Hilbert-Schmidt integral operators are compact

This is mostly for my own reference, since this fact seems to come up a lot.

Theorem 1 Let {\Omega\subset\mathbb R^n} be an open connected set and {T:L^2(\Omega)\rightarrow L^2(\Omega)} an integral operator with kernel {k\in L^2(\Omega^2)}, that is,

\displaystyle Tf(x) = \int_{\Omega} k(x,y)f(y)\ \mathsf dy

where

\displaystyle \|k\|_2 = \left(\int_\Omega\int_\Omega |k(x,y)|^2\ \mathsf dx\ \mathsf dy\right)^{\frac 12}<\infty.

Then {T} is compact.

Proof: Let {\{e_i\}} be an orthonormal basis of {L^2(\Omega)}, then write the kernel as

\displaystyle k(x,y) = \sum_{i,j=1}^\infty k_{ij}e_i(x)e_j(y),

where

\displaystyle k_{ij}=\int_\Omega\int_\Omega k(x,y)e_i(x)e_j(y)\ \mathsf dx\ \mathsf dy.

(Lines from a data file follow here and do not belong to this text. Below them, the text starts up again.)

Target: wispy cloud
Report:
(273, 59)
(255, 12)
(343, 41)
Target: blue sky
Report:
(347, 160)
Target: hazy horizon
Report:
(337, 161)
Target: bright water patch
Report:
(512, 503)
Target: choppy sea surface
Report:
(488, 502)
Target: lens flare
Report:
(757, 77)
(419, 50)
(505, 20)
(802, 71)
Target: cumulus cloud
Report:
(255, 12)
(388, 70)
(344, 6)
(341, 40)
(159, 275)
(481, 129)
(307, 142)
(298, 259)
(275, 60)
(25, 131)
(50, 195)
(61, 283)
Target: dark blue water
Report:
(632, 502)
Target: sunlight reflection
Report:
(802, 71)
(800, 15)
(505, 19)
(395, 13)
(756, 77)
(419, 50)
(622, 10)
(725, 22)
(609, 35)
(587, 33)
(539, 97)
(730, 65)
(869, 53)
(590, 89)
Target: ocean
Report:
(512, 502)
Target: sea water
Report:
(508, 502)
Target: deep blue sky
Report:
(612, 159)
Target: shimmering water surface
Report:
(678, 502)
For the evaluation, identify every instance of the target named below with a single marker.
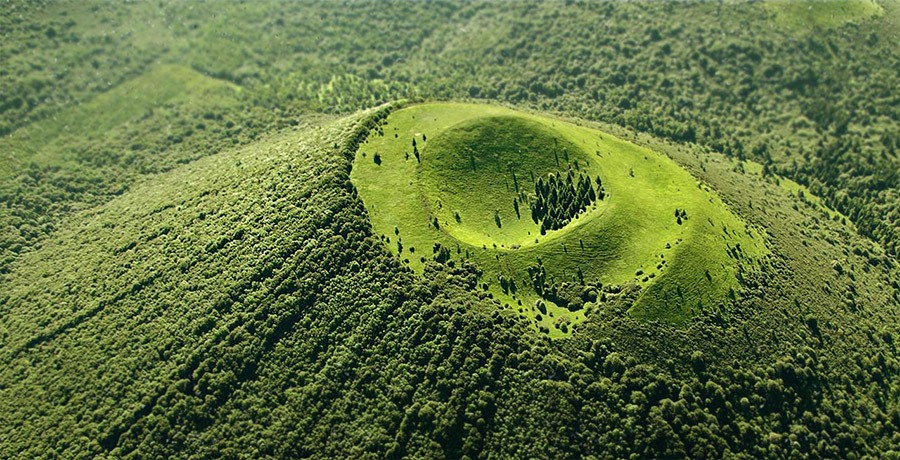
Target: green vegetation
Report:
(808, 15)
(187, 269)
(458, 192)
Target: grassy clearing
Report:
(806, 15)
(630, 238)
(43, 142)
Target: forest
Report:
(188, 271)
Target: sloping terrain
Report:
(241, 305)
(469, 185)
(189, 271)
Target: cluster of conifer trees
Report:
(560, 199)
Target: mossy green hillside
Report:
(471, 158)
(807, 15)
(46, 141)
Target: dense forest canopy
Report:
(187, 270)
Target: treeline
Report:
(557, 201)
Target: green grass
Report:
(631, 237)
(43, 142)
(821, 14)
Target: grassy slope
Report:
(149, 287)
(624, 235)
(43, 142)
(809, 15)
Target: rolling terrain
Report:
(477, 163)
(208, 213)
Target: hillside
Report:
(244, 297)
(208, 213)
(478, 163)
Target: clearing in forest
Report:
(561, 218)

Define the sequence of integral operators {\{T_n\}} on {L^2(\Omega)} by

\displaystyle T_nf(x) = \int_\Omega k_n(x,y)f(y)\ \mathsf dy,

where

\displaystyle k_n(x,y) = \sum_{i=1}^n \sum_{j=1}^\infty k_{i,j} e_i(x)e_j(y).

It is clear that {T_n(\Omega)\subset\mathrm{Span}(e_1,\ldots,e_n)}, so the {T_n} are of finite rank and hence compact. For {f\in L^2(\Omega)}, we have

\displaystyle  \begin{aligned} 	\|(T-T_n)f\|_2^2 &= \left\|\int_\Omega (k(x,y) -k_n(x,y))f(y)\ \mathsf dy \right\|_2^2	\\ 	&= \int_\Omega\left|\int_\Omega (k(x,y)-k_n(x,y))f(y)\ \mathsf dy \right|^2\ \mathsf dx\\ 	&\leqslant \int_\Omega \left(\int_\Omega (k(x,y)-k_n(x,y))^2\ \mathsf dy \right)\left(\int_\Omega f^2(y)\ \mathsf dy \right)\ \mathsf dx\\ 	&= \left(\int_\Omega\int_\Omega (k(x,y)-k_n(x,y))^2\ \mathsf dy\ \mathsf dx\right)\left(\int_\Omega f^2(y)\ \mathsf dy\right)\\ 	&= \left(\sum_{i=n+1}^\infty\sum_{j=1}^\infty |k_{i,j}|^2\right)\|f\|_2^2. \end{aligned}

As {\sum_{i,j=1}^\infty |k_{i,j}|^2<\infty}, it follows that

\displaystyle \lim_{n\rightarrow\infty} \left(\sum_{i=n+1}^\infty\sum_{j=1}^\infty |k_{i,j}|^2\right) = 0.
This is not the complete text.